Tak lama kemudian, Hermione turun dari kamarnya. Hermione cantik, dan akan selalu cantik. Draco sampai tak berkedip melihat kecantikan Hermione.

Setelah pamit, mereka pun pergi ke suatu tempat yang entah dimana Hermione pun tak tahu, hanya Draco yang tahu.

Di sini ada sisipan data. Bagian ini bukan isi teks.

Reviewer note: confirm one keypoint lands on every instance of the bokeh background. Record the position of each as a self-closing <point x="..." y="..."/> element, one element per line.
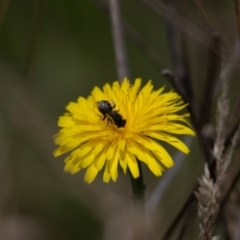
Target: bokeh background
<point x="53" y="51"/>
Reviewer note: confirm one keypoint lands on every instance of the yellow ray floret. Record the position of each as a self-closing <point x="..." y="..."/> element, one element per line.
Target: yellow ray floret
<point x="120" y="125"/>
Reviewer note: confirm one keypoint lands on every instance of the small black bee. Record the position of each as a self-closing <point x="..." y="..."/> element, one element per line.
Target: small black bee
<point x="106" y="108"/>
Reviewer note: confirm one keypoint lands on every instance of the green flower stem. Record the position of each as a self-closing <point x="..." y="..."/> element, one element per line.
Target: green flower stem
<point x="138" y="186"/>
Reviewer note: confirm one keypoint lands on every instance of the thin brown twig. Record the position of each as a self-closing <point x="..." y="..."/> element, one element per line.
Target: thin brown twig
<point x="237" y="9"/>
<point x="118" y="40"/>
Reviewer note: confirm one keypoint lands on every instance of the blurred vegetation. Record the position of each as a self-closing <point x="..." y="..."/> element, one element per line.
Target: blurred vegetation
<point x="53" y="51"/>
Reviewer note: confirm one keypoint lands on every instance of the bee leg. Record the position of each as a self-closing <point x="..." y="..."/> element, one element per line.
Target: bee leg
<point x="103" y="117"/>
<point x="112" y="104"/>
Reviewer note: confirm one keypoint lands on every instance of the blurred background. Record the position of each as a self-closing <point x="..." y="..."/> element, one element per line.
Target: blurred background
<point x="53" y="51"/>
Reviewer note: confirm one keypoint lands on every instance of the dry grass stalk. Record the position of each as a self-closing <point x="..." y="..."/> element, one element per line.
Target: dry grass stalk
<point x="209" y="193"/>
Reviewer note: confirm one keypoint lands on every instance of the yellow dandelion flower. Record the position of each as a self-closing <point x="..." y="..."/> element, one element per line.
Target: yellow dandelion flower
<point x="117" y="126"/>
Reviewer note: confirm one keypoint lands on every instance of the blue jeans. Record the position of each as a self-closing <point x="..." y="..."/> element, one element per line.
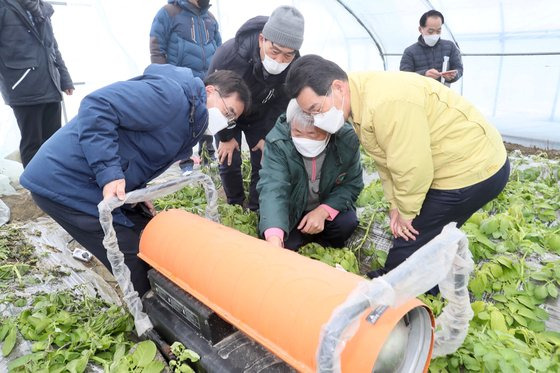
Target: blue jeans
<point x="442" y="207"/>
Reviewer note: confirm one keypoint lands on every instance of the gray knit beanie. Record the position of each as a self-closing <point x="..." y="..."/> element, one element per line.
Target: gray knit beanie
<point x="285" y="27"/>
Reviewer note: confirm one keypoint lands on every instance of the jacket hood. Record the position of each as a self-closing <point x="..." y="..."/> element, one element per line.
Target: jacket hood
<point x="193" y="87"/>
<point x="185" y="4"/>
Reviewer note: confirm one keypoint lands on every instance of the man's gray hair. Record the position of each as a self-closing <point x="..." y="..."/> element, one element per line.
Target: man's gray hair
<point x="296" y="117"/>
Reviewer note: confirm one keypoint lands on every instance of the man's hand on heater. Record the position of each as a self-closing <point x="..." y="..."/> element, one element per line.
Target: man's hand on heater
<point x="114" y="188"/>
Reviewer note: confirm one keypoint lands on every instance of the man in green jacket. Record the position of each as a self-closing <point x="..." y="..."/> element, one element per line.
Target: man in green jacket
<point x="309" y="182"/>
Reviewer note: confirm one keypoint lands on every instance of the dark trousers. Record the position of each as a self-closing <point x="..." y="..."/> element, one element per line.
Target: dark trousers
<point x="335" y="234"/>
<point x="442" y="207"/>
<point x="87" y="231"/>
<point x="232" y="177"/>
<point x="36" y="124"/>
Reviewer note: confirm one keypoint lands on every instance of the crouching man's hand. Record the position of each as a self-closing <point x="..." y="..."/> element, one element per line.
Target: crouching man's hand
<point x="314" y="221"/>
<point x="114" y="188"/>
<point x="276" y="241"/>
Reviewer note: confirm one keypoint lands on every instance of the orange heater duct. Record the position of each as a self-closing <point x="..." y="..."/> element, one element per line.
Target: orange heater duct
<point x="277" y="297"/>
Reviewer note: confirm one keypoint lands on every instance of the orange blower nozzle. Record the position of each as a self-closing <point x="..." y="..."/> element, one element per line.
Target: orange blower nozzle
<point x="277" y="297"/>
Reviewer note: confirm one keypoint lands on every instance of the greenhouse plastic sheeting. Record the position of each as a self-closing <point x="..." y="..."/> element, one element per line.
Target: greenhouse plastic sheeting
<point x="511" y="60"/>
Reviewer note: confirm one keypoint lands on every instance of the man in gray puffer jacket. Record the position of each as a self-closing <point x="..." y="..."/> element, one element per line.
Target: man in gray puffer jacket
<point x="426" y="57"/>
<point x="32" y="71"/>
<point x="184" y="33"/>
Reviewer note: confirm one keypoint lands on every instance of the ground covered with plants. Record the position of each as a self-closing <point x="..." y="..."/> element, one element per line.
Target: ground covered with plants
<point x="515" y="242"/>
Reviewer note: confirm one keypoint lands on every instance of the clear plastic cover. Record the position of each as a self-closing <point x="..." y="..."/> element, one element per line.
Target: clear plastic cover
<point x="116" y="257"/>
<point x="445" y="261"/>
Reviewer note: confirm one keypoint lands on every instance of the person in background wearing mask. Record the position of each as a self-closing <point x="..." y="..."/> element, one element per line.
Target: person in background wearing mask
<point x="438" y="158"/>
<point x="309" y="181"/>
<point x="125" y="135"/>
<point x="426" y="56"/>
<point x="32" y="72"/>
<point x="185" y="33"/>
<point x="261" y="53"/>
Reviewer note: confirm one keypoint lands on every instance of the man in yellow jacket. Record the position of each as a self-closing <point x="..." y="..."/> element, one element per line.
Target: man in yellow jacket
<point x="439" y="160"/>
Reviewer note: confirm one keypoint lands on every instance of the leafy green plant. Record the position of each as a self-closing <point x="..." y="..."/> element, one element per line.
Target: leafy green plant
<point x="69" y="329"/>
<point x="331" y="256"/>
<point x="185" y="361"/>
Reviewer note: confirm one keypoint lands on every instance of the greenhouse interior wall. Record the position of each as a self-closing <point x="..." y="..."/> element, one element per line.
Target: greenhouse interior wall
<point x="511" y="60"/>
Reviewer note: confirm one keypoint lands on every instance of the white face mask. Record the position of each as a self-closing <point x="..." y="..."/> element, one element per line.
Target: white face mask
<point x="272" y="66"/>
<point x="310" y="148"/>
<point x="430" y="40"/>
<point x="332" y="120"/>
<point x="216" y="121"/>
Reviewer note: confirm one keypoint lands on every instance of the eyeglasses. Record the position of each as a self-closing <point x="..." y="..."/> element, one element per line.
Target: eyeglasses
<point x="277" y="50"/>
<point x="329" y="92"/>
<point x="229" y="115"/>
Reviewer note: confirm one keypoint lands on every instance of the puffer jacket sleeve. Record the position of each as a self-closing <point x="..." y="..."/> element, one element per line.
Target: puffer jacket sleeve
<point x="159" y="36"/>
<point x="122" y="105"/>
<point x="218" y="36"/>
<point x="274" y="188"/>
<point x="65" y="79"/>
<point x="403" y="133"/>
<point x="387" y="183"/>
<point x="407" y="61"/>
<point x="220" y="61"/>
<point x="344" y="195"/>
<point x="456" y="62"/>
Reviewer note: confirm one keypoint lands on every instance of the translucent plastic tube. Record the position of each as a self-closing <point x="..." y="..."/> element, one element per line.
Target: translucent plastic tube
<point x="116" y="257"/>
<point x="445" y="261"/>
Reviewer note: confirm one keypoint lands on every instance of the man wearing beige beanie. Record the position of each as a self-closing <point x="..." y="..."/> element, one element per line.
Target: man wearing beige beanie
<point x="261" y="52"/>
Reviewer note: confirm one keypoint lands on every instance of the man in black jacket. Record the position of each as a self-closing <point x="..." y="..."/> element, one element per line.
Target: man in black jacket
<point x="32" y="71"/>
<point x="431" y="54"/>
<point x="261" y="53"/>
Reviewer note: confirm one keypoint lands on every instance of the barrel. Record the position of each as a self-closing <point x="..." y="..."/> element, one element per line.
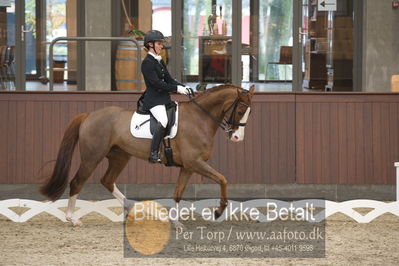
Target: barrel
<point x="126" y="67"/>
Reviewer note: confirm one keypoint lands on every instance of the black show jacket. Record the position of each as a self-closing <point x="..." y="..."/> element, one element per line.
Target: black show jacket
<point x="158" y="81"/>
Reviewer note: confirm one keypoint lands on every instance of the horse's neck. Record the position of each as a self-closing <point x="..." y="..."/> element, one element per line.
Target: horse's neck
<point x="215" y="101"/>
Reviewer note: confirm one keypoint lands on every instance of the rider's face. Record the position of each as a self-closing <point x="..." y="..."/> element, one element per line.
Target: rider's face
<point x="158" y="45"/>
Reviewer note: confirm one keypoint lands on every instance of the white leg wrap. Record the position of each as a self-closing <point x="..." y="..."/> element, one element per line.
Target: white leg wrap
<point x="70" y="211"/>
<point x="118" y="195"/>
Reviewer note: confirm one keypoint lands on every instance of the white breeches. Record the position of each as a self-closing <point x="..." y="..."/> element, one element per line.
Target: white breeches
<point x="159" y="112"/>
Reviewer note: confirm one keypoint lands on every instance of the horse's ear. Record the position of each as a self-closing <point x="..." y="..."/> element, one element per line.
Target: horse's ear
<point x="252" y="89"/>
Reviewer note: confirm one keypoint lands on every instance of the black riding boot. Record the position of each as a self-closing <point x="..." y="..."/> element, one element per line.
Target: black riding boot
<point x="156" y="141"/>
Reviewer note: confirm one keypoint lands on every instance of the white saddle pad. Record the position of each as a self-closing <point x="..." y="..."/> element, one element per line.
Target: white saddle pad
<point x="140" y="130"/>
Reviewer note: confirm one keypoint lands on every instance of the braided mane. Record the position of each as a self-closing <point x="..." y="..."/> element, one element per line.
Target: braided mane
<point x="200" y="95"/>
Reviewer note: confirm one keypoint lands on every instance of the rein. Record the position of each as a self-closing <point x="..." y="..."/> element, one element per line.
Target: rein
<point x="224" y="124"/>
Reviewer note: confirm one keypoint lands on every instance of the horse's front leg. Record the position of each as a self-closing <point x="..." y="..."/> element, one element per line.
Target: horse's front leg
<point x="206" y="170"/>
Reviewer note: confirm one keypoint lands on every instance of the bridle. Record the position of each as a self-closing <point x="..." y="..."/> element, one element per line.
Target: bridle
<point x="226" y="124"/>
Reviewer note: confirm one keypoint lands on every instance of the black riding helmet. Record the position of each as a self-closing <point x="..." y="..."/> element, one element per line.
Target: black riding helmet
<point x="152" y="36"/>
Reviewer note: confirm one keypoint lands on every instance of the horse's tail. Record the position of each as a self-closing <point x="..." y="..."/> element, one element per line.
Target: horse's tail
<point x="57" y="183"/>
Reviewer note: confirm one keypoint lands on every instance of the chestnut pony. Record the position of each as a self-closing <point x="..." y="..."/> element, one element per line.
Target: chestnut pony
<point x="106" y="133"/>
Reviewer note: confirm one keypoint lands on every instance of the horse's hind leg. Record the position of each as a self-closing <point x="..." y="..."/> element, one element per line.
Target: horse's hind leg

“Mau kemana sih?” Tanya Hermione penasaran.

“Sabar.” Balas Draco.

“Ih enggak gak bisa sabar! Gue gak bisa penasaran, kemana?” Hermione merengek seperti anak kecil, Draco sampai tertawa melihat kelakuannya.

“Ihh Draco mah malah ketawaa.” Ucap Hermione cemberut.

“Aduuu calon istri siapa sih ini gemes banget.” Draco mencubit pipi Hermione. Pipi Hermione bersemu merah, untung saja Draco fokus menyetir jadi tidak melihatnya.

“Calon istri kim taehyung!” Hermione menjulurkan lidahnya ke Draco yang berhasil membuyarkan fokus Draco.

“Hermione gue lagi nyetir.”

“Ya terus?”

“Jangan gemes gemes, ntar gue gak fokus nyetirnya.”

Hermione mengalihkan pandangannya jadi ke jendela mobil, Draco ini emang paling bisa membuatnya malu, deg degan, gugup, blushing, campur aduk sampe kejang kejang kayaknya.

**

Setelah sampai, Hermione dan Draco pun turun.

“Taman hiburan?!” Teriak Hermione senang.

Draco mengangguk. “Ayo kita main dulu, nanti malem gue ajak lo ke suatu tempat yang lebih bagus dari ini.”

“AYOO!!” Teriak Hermione bersemangat. Ia sudah lama tidak ke taman hiburan.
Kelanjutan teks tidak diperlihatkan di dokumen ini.